Chip shortages have emerged as both a commercial barrier and a serious US national-security concern. Short supply of semiconductors triggered by COVID-era shutdowns has hampered production of new vehicles and electronic components for more than a year. New questions of economic and national security are also at stake as many US companies rely on chips produced abroad, especially in Taiwan, which China has long claimed as its territory.

It’s a concentration risk, a geopolitical risk to rely on Taiwan for most of the world’s chip production, said Nina Turner, a research analyst at IDC. He said the current shortage is likely to ease, but there will be long-term demand for chips as more and more everyday products depend on them.

Many chip makers are expanding their manufacturing operations in response to the shortage, which has taken a toll on sectors ranging from automakers to the video game industry.

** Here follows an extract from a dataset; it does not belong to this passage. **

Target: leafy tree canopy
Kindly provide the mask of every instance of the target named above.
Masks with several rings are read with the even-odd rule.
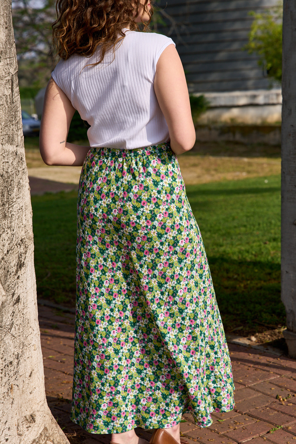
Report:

“It makes sense for the supply chain to be a little more diversified geographically,” said Angelo Zino, an analyst at CFRA. “You’re clearly seeing the announcement of some new foundry capacity plans in the US as well as Europe.”

Another factor, Zino said, is the expectation that Congress will approve federal subsidies for the semiconductor industry to build its factories in the US, in the hope that it will bring jobs, ease future supply concerns and overwhelm economic rivals such as China. America will benefit more.

Samsung previously indicated that it was exploring sites in Texas, Arizona and New York for a potential new US chip plant. It has had a chip manufacturing plant in Austin, Texas since the late 1990s. But most of its manufacturing centers are in Asia.

Samsung said it expected to spend $17 billion on the Texas project, which would make it the company’s largest investment in the US. Also improving supply chain resilience.

According to the Semiconductor Industry Association, a trade group, the US share of the worldwide chip manufacturing market has declined from 37% in 1990 to 12% today. The Biden administration is pushing Congress to pass the $52 billion CHIPS Act to increase computer chip manufacturing and research. The separate legislation under consideration would create a new tax credit for investments in semiconductor manufacturing facilities.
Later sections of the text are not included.